The US Marine Corps (USMC) in November finished testing the Bell AH-1Z Viper’s ability to launch AGM-179 Joint Air-to-Ground Missiles (JAGMs) at maritime targets – a capability the service sees as having potential to prevent enemy ships from transiting littoral zones.

“AH-1Z pilots tested JAGM off the coast of Florida, hitting moving target boats up to 3.8nm [7km] away, using both laser and radar sensors for guidance,” the service said on 6 December. “All of the launches were successful under planned test conditions.”

USMC Bell AH-1Z Viper used for JAGM tests against ships c USMC

Source: US Marine Corps

The USMC wants to use the AH-1Z to attack maritime and land-based targets

The service envisions Vipers as fighting in coordination with USMC forces deployed at expeditionary bases near the front lines.

The AH-1Z operational tests follow hardware and software upgrades made by the US Army to its Boeing AH-64E Apache in 2020, which allow that attack helicopter to target ships using its mast-mounted APG-78 Longbow fire control radar.

Both capabilities would help the Department of Defense’s premier attack helicopters – which previously focused on land-based missions such as anti-tank operations – play a role in naval warfare. Those capabilities would be useful for fights on and around small islands off China’s coast.

The USMC says the recent JAGM tests included multiple live-fire launches of the missile against “realistic operational threats”.

JAGM is intended to replace the US Army’s and USMC’s Lockheed Martin AGM-114 Hellfire missile.

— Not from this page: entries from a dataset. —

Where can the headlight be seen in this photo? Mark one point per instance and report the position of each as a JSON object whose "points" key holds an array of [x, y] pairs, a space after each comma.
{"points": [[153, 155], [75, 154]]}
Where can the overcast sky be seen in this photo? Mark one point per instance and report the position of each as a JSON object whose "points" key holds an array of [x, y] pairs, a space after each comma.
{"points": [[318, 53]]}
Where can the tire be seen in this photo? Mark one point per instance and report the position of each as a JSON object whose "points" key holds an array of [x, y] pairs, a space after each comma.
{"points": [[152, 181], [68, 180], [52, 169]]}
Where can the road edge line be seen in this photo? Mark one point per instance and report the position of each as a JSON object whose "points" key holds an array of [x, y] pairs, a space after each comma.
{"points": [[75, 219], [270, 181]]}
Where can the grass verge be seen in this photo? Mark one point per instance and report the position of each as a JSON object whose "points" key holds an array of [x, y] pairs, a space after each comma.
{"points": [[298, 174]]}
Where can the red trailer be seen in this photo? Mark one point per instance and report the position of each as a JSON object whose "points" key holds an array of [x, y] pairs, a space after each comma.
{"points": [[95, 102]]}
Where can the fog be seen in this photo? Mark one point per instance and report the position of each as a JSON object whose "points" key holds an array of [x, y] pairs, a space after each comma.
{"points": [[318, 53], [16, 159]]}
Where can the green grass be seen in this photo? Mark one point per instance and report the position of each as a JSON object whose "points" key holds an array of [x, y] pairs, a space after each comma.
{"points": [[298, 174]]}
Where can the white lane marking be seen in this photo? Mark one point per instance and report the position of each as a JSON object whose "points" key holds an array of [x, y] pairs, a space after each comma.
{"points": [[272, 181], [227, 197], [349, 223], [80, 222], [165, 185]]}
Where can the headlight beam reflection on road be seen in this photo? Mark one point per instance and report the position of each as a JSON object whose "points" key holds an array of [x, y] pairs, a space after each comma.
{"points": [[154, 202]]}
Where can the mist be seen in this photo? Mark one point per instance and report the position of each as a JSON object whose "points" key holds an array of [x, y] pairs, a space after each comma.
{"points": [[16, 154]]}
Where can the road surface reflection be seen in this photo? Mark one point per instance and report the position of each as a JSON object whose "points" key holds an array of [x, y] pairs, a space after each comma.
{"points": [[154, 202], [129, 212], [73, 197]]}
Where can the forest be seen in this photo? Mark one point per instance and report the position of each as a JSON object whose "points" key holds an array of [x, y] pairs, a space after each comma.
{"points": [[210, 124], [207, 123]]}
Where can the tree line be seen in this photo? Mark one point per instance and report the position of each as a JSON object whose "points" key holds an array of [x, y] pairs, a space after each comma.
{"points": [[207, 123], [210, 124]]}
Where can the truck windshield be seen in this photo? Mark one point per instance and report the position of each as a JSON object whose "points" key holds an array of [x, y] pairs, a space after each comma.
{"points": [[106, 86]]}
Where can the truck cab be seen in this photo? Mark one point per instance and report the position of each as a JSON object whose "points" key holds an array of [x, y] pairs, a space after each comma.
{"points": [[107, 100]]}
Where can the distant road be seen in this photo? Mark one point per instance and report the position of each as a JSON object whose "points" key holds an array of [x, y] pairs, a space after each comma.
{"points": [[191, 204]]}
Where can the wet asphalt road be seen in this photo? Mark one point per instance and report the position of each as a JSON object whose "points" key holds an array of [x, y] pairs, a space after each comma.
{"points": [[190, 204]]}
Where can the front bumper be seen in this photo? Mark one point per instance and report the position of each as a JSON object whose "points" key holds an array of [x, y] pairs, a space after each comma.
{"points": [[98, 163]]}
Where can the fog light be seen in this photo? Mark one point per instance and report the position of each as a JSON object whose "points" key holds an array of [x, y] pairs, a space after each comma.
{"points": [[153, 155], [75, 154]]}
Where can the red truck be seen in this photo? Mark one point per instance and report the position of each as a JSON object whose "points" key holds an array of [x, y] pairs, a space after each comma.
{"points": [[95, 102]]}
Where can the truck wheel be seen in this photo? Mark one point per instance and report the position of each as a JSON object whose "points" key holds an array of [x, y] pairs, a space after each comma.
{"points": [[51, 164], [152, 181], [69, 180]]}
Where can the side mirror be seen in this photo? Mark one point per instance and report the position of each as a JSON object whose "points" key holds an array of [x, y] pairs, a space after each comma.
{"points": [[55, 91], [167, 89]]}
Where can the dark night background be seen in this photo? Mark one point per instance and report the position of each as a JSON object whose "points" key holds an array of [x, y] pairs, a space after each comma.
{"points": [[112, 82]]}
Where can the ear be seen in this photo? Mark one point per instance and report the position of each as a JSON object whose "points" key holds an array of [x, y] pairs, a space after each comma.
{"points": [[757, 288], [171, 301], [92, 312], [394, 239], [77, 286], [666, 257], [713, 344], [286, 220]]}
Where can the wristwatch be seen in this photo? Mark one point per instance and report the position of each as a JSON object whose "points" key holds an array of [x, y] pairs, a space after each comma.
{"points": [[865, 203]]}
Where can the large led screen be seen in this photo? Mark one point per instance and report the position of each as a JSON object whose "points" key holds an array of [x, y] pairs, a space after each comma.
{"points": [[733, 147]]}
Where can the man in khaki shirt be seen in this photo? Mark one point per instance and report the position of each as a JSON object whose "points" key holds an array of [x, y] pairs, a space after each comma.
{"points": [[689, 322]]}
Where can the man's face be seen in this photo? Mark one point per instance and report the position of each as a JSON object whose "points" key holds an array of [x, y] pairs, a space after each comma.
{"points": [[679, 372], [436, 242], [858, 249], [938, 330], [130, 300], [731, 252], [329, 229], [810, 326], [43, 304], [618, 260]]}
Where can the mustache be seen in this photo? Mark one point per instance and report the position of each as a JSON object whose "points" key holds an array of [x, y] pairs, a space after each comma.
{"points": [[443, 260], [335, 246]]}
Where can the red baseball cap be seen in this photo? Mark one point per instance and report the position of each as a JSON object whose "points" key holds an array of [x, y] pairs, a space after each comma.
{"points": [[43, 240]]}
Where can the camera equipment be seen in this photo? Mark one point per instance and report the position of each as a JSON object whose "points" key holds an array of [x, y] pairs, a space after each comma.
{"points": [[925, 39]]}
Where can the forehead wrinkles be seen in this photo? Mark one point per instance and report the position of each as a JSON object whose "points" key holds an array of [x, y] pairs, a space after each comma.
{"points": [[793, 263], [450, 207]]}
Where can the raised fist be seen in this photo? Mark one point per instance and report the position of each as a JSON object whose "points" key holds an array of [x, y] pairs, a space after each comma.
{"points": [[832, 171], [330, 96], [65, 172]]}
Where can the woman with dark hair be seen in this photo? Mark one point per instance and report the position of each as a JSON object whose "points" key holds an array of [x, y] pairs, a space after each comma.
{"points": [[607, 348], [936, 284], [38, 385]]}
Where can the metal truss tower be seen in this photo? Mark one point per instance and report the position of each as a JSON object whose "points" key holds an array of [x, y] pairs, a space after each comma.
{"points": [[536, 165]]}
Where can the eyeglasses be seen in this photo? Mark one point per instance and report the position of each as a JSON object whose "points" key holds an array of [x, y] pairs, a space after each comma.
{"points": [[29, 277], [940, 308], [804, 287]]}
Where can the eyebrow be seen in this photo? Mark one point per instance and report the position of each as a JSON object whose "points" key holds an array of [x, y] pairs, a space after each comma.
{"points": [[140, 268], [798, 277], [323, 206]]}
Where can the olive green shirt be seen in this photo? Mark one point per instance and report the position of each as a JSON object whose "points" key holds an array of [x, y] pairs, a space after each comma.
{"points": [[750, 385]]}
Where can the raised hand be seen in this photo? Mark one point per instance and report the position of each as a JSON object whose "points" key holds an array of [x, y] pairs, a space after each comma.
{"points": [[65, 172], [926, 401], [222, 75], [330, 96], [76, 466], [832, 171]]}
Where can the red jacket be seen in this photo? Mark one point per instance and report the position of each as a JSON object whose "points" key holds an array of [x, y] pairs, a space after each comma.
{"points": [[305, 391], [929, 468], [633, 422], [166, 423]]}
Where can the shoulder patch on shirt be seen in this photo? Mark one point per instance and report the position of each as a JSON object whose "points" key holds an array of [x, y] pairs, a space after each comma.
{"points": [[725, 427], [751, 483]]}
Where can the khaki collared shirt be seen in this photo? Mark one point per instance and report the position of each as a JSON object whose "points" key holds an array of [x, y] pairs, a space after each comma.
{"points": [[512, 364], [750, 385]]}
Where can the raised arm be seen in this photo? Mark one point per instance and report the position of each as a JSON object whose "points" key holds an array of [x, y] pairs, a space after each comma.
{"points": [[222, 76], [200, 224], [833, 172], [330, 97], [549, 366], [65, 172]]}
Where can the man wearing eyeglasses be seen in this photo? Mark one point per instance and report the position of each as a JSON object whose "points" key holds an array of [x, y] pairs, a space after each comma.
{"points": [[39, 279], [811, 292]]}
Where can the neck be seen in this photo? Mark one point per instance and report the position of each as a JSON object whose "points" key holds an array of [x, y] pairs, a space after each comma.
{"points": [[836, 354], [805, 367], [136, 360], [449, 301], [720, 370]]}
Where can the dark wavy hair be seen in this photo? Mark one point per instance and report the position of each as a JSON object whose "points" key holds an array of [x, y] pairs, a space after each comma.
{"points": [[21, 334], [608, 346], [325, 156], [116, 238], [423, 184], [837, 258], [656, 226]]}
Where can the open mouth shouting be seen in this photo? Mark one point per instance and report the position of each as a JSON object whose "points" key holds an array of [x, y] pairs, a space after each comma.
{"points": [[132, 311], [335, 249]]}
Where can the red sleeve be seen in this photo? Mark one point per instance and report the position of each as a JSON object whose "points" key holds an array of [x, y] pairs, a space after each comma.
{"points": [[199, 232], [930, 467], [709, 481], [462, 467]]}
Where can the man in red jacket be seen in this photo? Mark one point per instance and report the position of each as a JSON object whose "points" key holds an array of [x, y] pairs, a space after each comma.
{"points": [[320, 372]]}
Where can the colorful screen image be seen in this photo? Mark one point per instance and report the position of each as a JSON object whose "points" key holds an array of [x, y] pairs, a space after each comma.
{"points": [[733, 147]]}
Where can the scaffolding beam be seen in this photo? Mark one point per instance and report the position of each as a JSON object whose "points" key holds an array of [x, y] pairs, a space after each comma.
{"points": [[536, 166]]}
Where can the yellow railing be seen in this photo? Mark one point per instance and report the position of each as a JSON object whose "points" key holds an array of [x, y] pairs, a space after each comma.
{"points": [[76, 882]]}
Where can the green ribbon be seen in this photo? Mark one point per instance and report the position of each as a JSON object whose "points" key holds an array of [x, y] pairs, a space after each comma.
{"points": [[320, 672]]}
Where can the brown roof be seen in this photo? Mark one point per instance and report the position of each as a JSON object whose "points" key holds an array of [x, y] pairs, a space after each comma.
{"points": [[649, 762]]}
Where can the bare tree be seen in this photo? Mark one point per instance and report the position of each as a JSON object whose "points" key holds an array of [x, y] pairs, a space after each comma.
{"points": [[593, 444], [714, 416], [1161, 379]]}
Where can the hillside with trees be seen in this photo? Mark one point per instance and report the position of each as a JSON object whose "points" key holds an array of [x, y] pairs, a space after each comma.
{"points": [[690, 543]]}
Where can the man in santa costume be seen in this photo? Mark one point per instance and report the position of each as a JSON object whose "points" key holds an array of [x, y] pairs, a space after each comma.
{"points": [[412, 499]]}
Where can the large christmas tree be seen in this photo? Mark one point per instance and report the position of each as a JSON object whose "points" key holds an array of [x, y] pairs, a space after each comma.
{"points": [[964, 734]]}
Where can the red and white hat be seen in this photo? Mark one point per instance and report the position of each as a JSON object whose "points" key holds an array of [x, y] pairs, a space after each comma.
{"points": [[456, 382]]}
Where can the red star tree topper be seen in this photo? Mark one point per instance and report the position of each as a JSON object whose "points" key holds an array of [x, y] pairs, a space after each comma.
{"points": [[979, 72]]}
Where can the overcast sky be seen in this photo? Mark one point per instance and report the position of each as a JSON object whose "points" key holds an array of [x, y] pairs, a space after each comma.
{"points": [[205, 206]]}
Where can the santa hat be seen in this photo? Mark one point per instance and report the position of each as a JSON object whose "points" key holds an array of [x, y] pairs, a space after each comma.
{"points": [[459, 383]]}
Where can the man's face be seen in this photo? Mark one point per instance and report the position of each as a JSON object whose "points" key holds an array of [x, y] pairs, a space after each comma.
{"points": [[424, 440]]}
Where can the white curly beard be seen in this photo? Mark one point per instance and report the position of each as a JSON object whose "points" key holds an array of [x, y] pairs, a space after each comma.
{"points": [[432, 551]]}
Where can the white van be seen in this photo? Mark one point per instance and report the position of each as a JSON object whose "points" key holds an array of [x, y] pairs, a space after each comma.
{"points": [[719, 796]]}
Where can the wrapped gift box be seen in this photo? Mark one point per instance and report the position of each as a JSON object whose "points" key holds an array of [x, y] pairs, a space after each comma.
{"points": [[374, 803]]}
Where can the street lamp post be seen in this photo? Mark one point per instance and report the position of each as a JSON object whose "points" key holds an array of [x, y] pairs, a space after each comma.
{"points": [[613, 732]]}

The new weapon is guided to targets with a semi‑active laser and millimetre-wave radar.

That dual-seeker configuration helps the missile navigate through smoke, dust or vegetation. The millimetre-wave radar also allows JAGM to find targets autonomously.

“The addition of [millimetre-wave radar] capability to the seeker allows a true fire-and-forget capability and increased flexibility for the operator on the battlefield,” says Major Chuck Smith, the USMC H-1 department head at Naval Air Station Patuxent River, Maryland.

JAGM has already reached initial operational capability on the US Army’s AH-64E and is anticipated to reach that milestone on the USMC’s AH-1Z in 2022. The USMC expects JAGM to head into full-rate production in 2022.